I wanted to make a VR version like something youd see in a bad hacker movie, but Dave told me not to get ahead of myself. :D

> * How does an organization with existing infrastructure implement Massdriver?

Depends on if they have IaC or not. If they have IaC, they publish the modules. If their IaC has a state backend, its usually just good to go, if they are using localfiles for state, we offer a state server they can push state into.

If teams dont have IaC, we run workshops on "reverse terraforming" or "tofuing" and also offer professional services to codify that stuff for you.

> * How do you handle edge cases, custom configurations, complex logic, etc.? For example, workflows that use custom scripts or some other form of band-aid.

As noted above, its all based off common ops tooling. Lets say you wanted to use a new sec scanning tool for IaC and we don't have it in our base provisioners, you can write a dockerfile, build the image, then you can include that scanning tool in any of your massdriver configs. We also have folks doing day-2 operations with the platform. Things like database migrations and whatnot. The lines in the graph actually carry information and can push that info across different tools, so you can do things like have helm charts get information from a terraform run. You can build a provisioner with say the psql tool or a helm chart running bucardo and use it to set up replication between an old and new postgres instance.

> * The visual approach could make it too easy to piece together infrastructure without understanding the implications. How do you prevent developers from creating poorly architected systems just because you make it simple to connect components?

The lines and connections are actually a type system that you can extend (also based on JSON Schema). That way ops teams can encode common things into the platform once. ie. this is how we authenticate to postgres, its an AWS secret, security gruops and these IAM policies. All of that information flows across the line into the other module. The modules reject invalid types so common misconfigurations _cant_ happen. It also lets you "autocomplete" infrastructure. Lets say I'm a dev and I want to deploy a database. I can drop it on the canvas, since massdriver understands the types, it'll automatically connect it to a subnet that dev has access to.

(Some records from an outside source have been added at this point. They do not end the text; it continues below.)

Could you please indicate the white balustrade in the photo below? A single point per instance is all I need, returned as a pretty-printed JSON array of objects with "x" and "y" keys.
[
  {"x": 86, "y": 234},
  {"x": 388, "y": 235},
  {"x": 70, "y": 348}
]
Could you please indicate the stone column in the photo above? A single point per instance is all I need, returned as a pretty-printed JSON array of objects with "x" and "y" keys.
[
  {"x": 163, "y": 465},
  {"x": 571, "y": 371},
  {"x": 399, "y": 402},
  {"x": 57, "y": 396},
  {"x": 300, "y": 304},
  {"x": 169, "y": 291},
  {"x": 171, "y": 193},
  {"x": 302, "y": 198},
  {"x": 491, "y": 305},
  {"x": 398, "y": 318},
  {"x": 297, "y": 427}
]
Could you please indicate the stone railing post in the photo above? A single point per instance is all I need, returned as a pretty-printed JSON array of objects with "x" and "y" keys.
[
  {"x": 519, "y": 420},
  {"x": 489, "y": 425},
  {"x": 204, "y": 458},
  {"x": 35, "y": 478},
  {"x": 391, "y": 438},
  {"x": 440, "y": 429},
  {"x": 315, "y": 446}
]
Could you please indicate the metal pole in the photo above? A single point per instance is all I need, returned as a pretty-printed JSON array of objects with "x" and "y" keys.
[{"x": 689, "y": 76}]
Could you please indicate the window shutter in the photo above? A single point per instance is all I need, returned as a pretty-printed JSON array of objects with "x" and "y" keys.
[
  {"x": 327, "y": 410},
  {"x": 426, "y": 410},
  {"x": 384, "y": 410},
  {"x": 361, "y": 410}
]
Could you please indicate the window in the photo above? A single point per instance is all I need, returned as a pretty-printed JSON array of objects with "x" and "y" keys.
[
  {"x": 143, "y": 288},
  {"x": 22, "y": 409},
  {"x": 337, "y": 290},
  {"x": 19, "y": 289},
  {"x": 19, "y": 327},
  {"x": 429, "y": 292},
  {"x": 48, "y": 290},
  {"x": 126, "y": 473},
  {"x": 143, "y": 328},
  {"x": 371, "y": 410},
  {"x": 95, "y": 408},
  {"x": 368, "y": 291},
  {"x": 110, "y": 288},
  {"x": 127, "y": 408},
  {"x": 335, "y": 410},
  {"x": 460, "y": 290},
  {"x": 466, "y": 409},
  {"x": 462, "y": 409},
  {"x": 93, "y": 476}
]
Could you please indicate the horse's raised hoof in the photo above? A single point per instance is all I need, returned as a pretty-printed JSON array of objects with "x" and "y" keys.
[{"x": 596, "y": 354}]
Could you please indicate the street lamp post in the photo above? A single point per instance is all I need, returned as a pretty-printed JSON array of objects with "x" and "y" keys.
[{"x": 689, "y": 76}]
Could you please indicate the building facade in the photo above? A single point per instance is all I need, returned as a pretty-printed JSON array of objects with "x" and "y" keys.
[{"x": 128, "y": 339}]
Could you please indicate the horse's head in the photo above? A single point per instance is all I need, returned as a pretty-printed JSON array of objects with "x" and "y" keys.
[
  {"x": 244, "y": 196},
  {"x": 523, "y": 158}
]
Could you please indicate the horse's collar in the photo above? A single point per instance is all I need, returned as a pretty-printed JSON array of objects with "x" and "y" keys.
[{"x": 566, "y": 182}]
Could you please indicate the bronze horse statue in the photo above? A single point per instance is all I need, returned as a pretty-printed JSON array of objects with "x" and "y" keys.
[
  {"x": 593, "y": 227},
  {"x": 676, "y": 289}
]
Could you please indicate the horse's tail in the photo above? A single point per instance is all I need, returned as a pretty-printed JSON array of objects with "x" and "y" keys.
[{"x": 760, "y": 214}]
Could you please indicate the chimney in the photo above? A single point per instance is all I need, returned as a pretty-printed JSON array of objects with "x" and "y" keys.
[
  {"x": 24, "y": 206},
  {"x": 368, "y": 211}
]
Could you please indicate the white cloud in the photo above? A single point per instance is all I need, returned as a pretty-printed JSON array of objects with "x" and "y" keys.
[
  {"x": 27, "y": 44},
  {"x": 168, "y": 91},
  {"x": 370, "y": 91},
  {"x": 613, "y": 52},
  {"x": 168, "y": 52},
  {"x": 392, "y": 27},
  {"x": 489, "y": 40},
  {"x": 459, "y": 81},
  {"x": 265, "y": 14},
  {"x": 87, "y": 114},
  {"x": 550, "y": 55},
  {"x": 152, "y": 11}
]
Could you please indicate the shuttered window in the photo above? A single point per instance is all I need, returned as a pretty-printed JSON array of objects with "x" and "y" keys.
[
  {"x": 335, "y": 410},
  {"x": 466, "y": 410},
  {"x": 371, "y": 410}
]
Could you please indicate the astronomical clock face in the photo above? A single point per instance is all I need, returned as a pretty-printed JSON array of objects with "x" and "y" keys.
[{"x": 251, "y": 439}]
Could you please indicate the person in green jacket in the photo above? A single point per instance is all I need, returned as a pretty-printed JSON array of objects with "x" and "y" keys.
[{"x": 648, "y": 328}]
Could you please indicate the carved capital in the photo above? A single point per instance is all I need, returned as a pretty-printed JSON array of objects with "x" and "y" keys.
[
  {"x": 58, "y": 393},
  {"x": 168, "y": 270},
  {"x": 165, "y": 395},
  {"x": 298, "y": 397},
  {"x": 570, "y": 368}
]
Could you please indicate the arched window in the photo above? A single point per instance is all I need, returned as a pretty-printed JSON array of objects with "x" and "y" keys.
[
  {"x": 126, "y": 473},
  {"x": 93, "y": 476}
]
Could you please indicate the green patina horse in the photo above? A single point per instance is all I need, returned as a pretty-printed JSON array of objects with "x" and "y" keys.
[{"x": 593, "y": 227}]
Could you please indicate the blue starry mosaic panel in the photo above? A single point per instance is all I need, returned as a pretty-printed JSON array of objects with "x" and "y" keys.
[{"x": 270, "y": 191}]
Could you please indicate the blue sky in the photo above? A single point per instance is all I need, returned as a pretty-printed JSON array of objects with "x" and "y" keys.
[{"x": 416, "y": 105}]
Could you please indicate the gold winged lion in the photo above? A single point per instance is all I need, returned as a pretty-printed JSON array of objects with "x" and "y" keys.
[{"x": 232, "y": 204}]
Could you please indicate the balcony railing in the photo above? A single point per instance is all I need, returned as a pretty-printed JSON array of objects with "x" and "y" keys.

> * When things go wrong, how do developers debug issues at the infrastructure level? Do they reach out to ops?

They may, we have a lot of stuff built in though to make the system as truly self-service (through day 2) as possible. There are runbooks per module so ops teams that have built out a module around a use case can put in common trouble shooting steps and its all accessible from the same graph. Alarms and metrics also show up there. Ops teams can also publish day-2 modules to the catalog, so developers can drag and drop common one-off tasks for maintenance onto their canvas and perform it.

no_circuit · 2025-02-22T09:01:15 1740214875

The VR version of network management already existed [1]. It was called CA [2] Unicenter TNG. It really could use an update with some rendering with Unreal Engine! :D

Unrelated but could be confused with what was seen in Jurassic Park as "Unix".

[1] https://archive.org/details/vw_ca-unicenter-tng-demo

[2] https://en.wikipedia.org/wiki/CA_Technologies

varun_chopra · 2025-02-21T19:37:11 1740166631

> You add add'l provisioners by writing Dockerfiles, you enforce pre-validations with JSON Schema

That's really neat! Thank you for answering my questions and all the best with your launch!

coryodaniel · 2025-02-21T19:39:38 1740166778

Thanks, I appreciated the questions!